Following the worst four-day start to a year for the Dow and the S&P 500 -- there is over a century of daily price data for the Dow! -- today's strong December employment report has been able to lift stocks only slightly. The Dow Jones Industrial Average (^DJI -0.20%) and the S&P 500 (^GSPC -0.30%) are up 0.35% and 0.32%, respectively, at 12:25 p.m. EST. Shares of health tracking device maker Fitbit are outperforming today, up 2.66%, capping what has been a dreadful week for the stock.
If Fitbit's stock price graph were CEO James Park's cardiogram, there would be good reason to be worried about the state of his health and his longevity.
On Tuesday, the shares plummeted 18.3% after the company unveiled its latest model, the Fitbit Blaze, at the International Consumer Electronics Show. The consensus view is that the Blaze is too similar to the Apple Watch. By yesterday's close, shares were down by more than a quarter (-27.3%), resting at $21.50 -- not much above its $20 June 2015 IPO price.
Characteristic of young technology companies with an expected future growth rate that is high but also highly uncertain, Fitbit's shares have been very volatile since the company went public. According to data from Bloomberg, Fitbit's beta measured against the S&P 500 is 2.5, which indicates that the stock is two-and-a-half times more volatile than the index:
Notice how the S&P 500's August upset barely registers on this graph!
As it is, Park appears relatively detached regarding the goings-on in the stock market, telling TheStreet.com:
It's really difficult for us to control the share price. The best we can do is, we're developing products we think will resonate with the marketplace. So that proof is going to be in the pudding -- we have to focus on growing revenues, growing profits.
That's exactly the attitude long-term, business-focused investors ought to look for in a chief executive.
With regard to the knock that the Blaze is too similar to the Apple Watch, this columnist believes it is based on a misunderstanding of Fitbit's positioning and strategy. Unlike Twitter, Fitibit embraces its niche product positioning with a specific target customer (fitness enthusiasts).

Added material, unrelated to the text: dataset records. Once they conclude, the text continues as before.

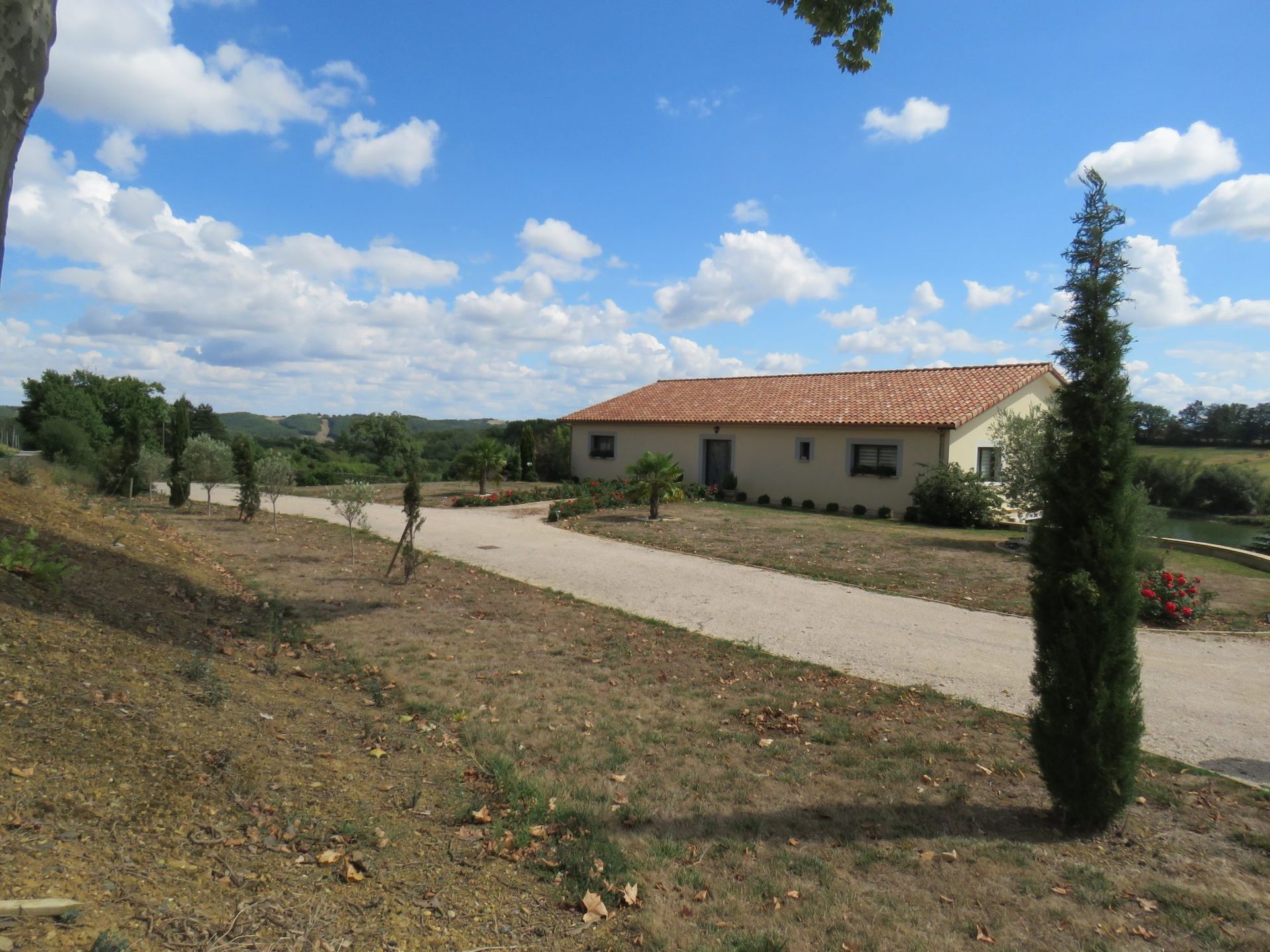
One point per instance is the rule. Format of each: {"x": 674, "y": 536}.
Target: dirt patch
{"x": 198, "y": 778}
{"x": 959, "y": 567}
{"x": 763, "y": 804}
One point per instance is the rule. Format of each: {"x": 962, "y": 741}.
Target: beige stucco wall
{"x": 966, "y": 441}
{"x": 765, "y": 459}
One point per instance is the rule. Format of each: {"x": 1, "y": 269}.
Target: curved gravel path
{"x": 1206, "y": 697}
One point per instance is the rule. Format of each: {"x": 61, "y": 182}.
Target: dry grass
{"x": 959, "y": 567}
{"x": 183, "y": 777}
{"x": 435, "y": 494}
{"x": 833, "y": 836}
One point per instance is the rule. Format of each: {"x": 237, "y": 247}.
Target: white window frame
{"x": 591, "y": 446}
{"x": 851, "y": 456}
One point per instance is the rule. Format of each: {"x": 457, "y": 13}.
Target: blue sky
{"x": 512, "y": 210}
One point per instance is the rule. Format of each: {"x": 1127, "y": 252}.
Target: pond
{"x": 1221, "y": 534}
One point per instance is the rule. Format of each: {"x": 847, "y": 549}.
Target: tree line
{"x": 1203, "y": 424}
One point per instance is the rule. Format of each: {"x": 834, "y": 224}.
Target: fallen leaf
{"x": 595, "y": 906}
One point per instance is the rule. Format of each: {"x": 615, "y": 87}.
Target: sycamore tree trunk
{"x": 27, "y": 28}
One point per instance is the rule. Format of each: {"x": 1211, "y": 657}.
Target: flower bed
{"x": 1173, "y": 600}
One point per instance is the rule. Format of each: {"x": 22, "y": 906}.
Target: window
{"x": 988, "y": 463}
{"x": 603, "y": 446}
{"x": 874, "y": 460}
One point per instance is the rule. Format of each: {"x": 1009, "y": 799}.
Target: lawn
{"x": 1255, "y": 459}
{"x": 435, "y": 494}
{"x": 757, "y": 804}
{"x": 960, "y": 567}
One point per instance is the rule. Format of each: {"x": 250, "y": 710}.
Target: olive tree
{"x": 208, "y": 463}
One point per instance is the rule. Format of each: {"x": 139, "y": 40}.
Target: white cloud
{"x": 781, "y": 364}
{"x": 121, "y": 154}
{"x": 917, "y": 120}
{"x": 1240, "y": 206}
{"x": 748, "y": 270}
{"x": 1047, "y": 313}
{"x": 360, "y": 147}
{"x": 116, "y": 63}
{"x": 978, "y": 298}
{"x": 1162, "y": 299}
{"x": 1165, "y": 158}
{"x": 749, "y": 212}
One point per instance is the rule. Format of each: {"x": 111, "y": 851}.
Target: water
{"x": 1221, "y": 534}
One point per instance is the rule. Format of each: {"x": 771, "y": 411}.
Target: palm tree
{"x": 657, "y": 476}
{"x": 484, "y": 460}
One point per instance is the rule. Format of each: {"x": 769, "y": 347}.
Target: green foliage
{"x": 1228, "y": 491}
{"x": 178, "y": 475}
{"x": 654, "y": 476}
{"x": 24, "y": 559}
{"x": 483, "y": 461}
{"x": 1087, "y": 724}
{"x": 244, "y": 469}
{"x": 1021, "y": 441}
{"x": 208, "y": 462}
{"x": 948, "y": 494}
{"x": 855, "y": 27}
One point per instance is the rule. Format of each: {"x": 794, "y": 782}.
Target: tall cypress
{"x": 1087, "y": 720}
{"x": 244, "y": 469}
{"x": 178, "y": 480}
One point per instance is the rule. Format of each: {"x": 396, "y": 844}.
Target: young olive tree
{"x": 208, "y": 462}
{"x": 349, "y": 500}
{"x": 276, "y": 475}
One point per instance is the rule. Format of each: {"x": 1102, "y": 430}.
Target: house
{"x": 850, "y": 438}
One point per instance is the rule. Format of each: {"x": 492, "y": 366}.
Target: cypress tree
{"x": 178, "y": 480}
{"x": 249, "y": 487}
{"x": 1087, "y": 724}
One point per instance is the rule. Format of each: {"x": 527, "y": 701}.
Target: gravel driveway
{"x": 1206, "y": 697}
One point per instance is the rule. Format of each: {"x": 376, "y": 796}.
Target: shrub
{"x": 1228, "y": 491}
{"x": 1173, "y": 600}
{"x": 948, "y": 494}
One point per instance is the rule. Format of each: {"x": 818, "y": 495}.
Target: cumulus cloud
{"x": 917, "y": 120}
{"x": 1240, "y": 206}
{"x": 361, "y": 149}
{"x": 1161, "y": 298}
{"x": 1165, "y": 158}
{"x": 749, "y": 212}
{"x": 978, "y": 298}
{"x": 121, "y": 154}
{"x": 748, "y": 270}
{"x": 116, "y": 63}
{"x": 556, "y": 249}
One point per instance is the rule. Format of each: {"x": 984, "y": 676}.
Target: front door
{"x": 718, "y": 461}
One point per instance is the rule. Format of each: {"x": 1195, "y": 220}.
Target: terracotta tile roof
{"x": 939, "y": 397}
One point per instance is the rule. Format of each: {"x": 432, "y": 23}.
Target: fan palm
{"x": 656, "y": 476}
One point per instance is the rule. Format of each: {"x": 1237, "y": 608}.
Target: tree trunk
{"x": 28, "y": 28}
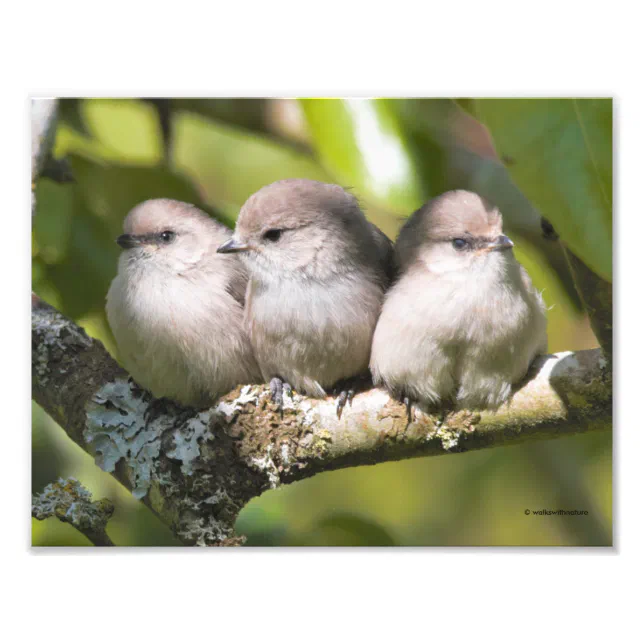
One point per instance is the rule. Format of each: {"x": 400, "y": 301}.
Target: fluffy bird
{"x": 318, "y": 274}
{"x": 463, "y": 322}
{"x": 176, "y": 306}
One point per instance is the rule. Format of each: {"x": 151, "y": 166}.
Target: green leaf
{"x": 230, "y": 164}
{"x": 361, "y": 143}
{"x": 344, "y": 529}
{"x": 53, "y": 218}
{"x": 559, "y": 152}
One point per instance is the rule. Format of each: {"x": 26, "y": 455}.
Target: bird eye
{"x": 273, "y": 234}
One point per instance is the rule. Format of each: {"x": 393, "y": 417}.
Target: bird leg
{"x": 406, "y": 400}
{"x": 278, "y": 388}
{"x": 346, "y": 396}
{"x": 346, "y": 389}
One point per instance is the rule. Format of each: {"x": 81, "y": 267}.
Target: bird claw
{"x": 346, "y": 396}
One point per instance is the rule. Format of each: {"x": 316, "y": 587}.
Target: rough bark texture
{"x": 70, "y": 502}
{"x": 197, "y": 469}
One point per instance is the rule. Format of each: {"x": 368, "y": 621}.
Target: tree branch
{"x": 197, "y": 469}
{"x": 70, "y": 502}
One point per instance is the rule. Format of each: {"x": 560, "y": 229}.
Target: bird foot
{"x": 346, "y": 396}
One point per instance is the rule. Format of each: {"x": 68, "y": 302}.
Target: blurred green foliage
{"x": 395, "y": 154}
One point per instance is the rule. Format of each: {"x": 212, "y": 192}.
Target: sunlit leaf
{"x": 559, "y": 151}
{"x": 231, "y": 164}
{"x": 344, "y": 529}
{"x": 361, "y": 143}
{"x": 53, "y": 219}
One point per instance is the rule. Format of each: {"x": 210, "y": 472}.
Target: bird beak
{"x": 233, "y": 246}
{"x": 128, "y": 241}
{"x": 500, "y": 243}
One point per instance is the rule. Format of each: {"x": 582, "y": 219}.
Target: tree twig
{"x": 197, "y": 469}
{"x": 70, "y": 502}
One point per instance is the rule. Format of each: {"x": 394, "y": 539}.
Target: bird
{"x": 463, "y": 321}
{"x": 318, "y": 272}
{"x": 176, "y": 307}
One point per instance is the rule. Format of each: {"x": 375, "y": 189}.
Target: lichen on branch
{"x": 197, "y": 468}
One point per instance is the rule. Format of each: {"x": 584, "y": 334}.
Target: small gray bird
{"x": 463, "y": 322}
{"x": 176, "y": 306}
{"x": 318, "y": 273}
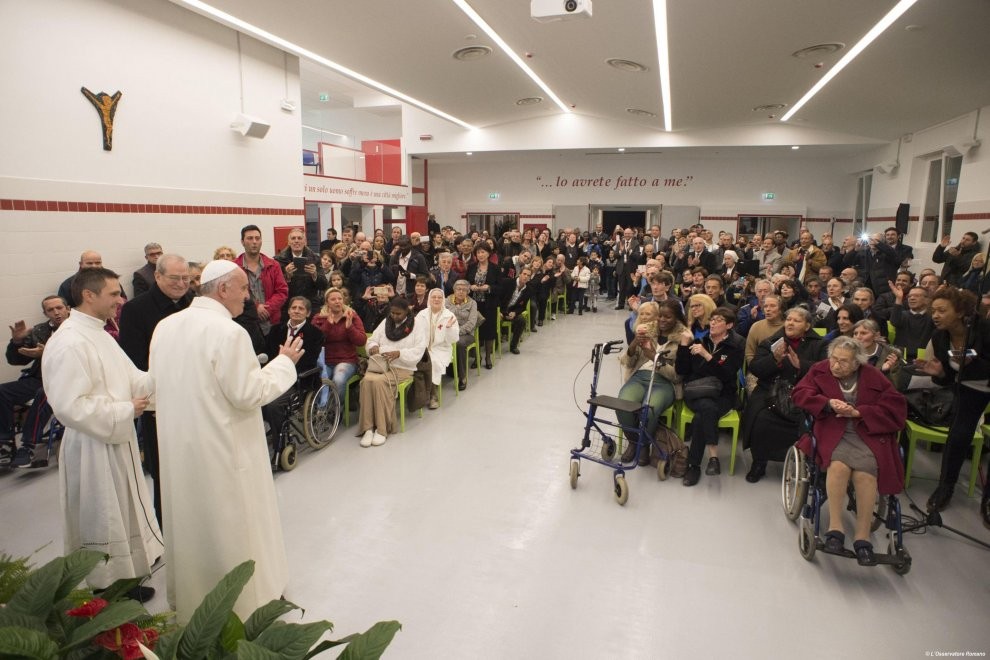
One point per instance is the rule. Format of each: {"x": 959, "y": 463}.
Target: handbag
{"x": 706, "y": 387}
{"x": 377, "y": 364}
{"x": 780, "y": 401}
{"x": 933, "y": 407}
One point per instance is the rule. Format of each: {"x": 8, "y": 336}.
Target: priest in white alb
{"x": 217, "y": 490}
{"x": 96, "y": 392}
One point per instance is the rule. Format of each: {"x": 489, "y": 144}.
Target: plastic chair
{"x": 729, "y": 420}
{"x": 939, "y": 434}
{"x": 403, "y": 388}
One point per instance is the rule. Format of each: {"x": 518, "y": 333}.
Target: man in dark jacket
{"x": 26, "y": 348}
{"x": 956, "y": 259}
{"x": 513, "y": 304}
{"x": 300, "y": 268}
{"x": 138, "y": 319}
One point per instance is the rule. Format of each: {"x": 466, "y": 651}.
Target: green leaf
{"x": 37, "y": 595}
{"x": 250, "y": 651}
{"x": 292, "y": 640}
{"x": 265, "y": 615}
{"x": 77, "y": 566}
{"x": 168, "y": 644}
{"x": 208, "y": 620}
{"x": 25, "y": 643}
{"x": 233, "y": 631}
{"x": 370, "y": 644}
{"x": 8, "y": 618}
{"x": 329, "y": 644}
{"x": 113, "y": 615}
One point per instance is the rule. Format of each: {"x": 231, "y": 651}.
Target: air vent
{"x": 469, "y": 53}
{"x": 770, "y": 107}
{"x": 817, "y": 51}
{"x": 626, "y": 65}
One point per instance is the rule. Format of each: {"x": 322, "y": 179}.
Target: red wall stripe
{"x": 111, "y": 207}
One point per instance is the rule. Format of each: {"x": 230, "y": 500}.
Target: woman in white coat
{"x": 442, "y": 333}
{"x": 402, "y": 342}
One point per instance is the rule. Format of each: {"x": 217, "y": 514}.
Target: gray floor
{"x": 466, "y": 530}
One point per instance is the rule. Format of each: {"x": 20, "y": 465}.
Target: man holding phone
{"x": 300, "y": 269}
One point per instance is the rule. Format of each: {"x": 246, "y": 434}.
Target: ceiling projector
{"x": 557, "y": 10}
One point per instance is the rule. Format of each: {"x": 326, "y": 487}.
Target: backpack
{"x": 667, "y": 441}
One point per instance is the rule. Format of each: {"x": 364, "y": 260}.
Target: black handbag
{"x": 780, "y": 401}
{"x": 706, "y": 387}
{"x": 934, "y": 407}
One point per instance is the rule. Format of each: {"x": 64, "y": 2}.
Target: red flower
{"x": 89, "y": 609}
{"x": 124, "y": 640}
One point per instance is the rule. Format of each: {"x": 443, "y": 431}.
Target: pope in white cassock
{"x": 217, "y": 490}
{"x": 96, "y": 392}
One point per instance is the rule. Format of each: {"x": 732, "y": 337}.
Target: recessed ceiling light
{"x": 626, "y": 65}
{"x": 468, "y": 53}
{"x": 852, "y": 54}
{"x": 500, "y": 42}
{"x": 231, "y": 21}
{"x": 663, "y": 59}
{"x": 818, "y": 50}
{"x": 770, "y": 107}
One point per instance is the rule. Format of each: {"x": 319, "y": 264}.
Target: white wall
{"x": 720, "y": 187}
{"x": 172, "y": 145}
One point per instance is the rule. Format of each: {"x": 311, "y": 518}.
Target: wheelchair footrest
{"x": 615, "y": 403}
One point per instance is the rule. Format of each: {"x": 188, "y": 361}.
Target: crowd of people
{"x": 740, "y": 320}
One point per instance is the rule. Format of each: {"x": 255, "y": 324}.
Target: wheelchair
{"x": 311, "y": 417}
{"x": 803, "y": 496}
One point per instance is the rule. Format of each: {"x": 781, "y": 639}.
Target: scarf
{"x": 398, "y": 332}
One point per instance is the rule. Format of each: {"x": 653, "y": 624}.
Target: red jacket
{"x": 339, "y": 342}
{"x": 883, "y": 410}
{"x": 276, "y": 290}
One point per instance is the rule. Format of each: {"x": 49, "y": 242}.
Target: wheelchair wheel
{"x": 806, "y": 539}
{"x": 287, "y": 457}
{"x": 663, "y": 469}
{"x": 621, "y": 490}
{"x": 320, "y": 421}
{"x": 794, "y": 484}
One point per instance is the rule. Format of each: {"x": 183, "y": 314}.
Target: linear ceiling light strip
{"x": 267, "y": 37}
{"x": 663, "y": 57}
{"x": 480, "y": 22}
{"x": 860, "y": 46}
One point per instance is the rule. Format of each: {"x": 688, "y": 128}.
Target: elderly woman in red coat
{"x": 858, "y": 415}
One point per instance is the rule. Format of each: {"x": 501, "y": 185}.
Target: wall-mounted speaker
{"x": 903, "y": 213}
{"x": 249, "y": 126}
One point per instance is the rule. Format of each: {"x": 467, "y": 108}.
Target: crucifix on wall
{"x": 106, "y": 105}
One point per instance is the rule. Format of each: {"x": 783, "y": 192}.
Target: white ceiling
{"x": 727, "y": 57}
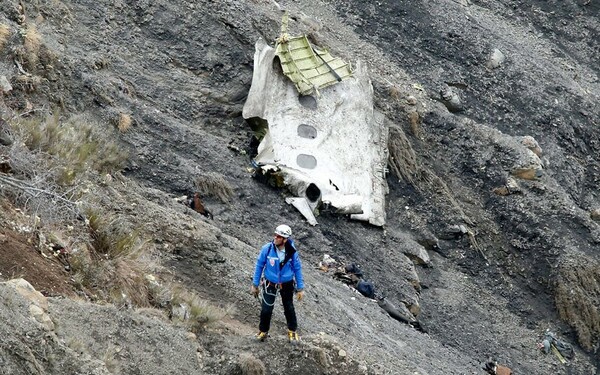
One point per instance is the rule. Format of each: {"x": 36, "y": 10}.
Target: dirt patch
{"x": 19, "y": 259}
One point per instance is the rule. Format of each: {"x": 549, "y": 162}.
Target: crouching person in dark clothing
{"x": 280, "y": 265}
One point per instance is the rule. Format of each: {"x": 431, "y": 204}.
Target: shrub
{"x": 74, "y": 145}
{"x": 214, "y": 184}
{"x": 200, "y": 313}
{"x": 4, "y": 35}
{"x": 31, "y": 43}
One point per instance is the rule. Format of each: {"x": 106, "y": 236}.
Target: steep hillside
{"x": 494, "y": 169}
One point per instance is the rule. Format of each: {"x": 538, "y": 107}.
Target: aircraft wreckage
{"x": 319, "y": 132}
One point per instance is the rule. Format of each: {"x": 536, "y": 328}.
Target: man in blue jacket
{"x": 280, "y": 263}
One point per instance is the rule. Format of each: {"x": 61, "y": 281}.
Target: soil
{"x": 182, "y": 72}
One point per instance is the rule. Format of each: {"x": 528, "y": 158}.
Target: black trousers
{"x": 269, "y": 294}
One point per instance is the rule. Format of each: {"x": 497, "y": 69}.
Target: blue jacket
{"x": 268, "y": 261}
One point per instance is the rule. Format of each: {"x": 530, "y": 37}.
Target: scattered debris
{"x": 352, "y": 276}
{"x": 560, "y": 348}
{"x": 196, "y": 204}
{"x": 492, "y": 367}
{"x": 451, "y": 100}
{"x": 326, "y": 147}
{"x": 327, "y": 263}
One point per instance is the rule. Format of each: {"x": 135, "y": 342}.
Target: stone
{"x": 530, "y": 142}
{"x": 451, "y": 100}
{"x": 25, "y": 289}
{"x": 41, "y": 317}
{"x": 495, "y": 59}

Fitbit is not trying to take on Apple (or anyone else) in the broad smartwatch category, and there is reason to believe both can co-exist profitably.
In an interview published yesterday, Park told the MIT Technology Review:
One, Blaze is fitness-focused, so most of the features are optimized for an active fitness user. Secondly, a lot of the things that are in smart watches I think really overwhelm people. We made trade-offs to include the right set of functionality, and what we gained is something our users really appreciate, which is battery life. Blaze has five days of battery life.
These are genuine differentiators with regard to the Apple Watch.
In general, this columnist is no particular fan of consumer electronics, which is a notoriously competitive business. However, the potential to integrate hardware and software to create a platform alters the dynamics of value creation and risk.
At just above 22 times the next 12 months' earnings-per-share estimate, Fitbit's shares are beginning to look attractive for investors with a three to five-year time horizon and a tolerance for volatility -- though not as attractive as Apple's stock is now.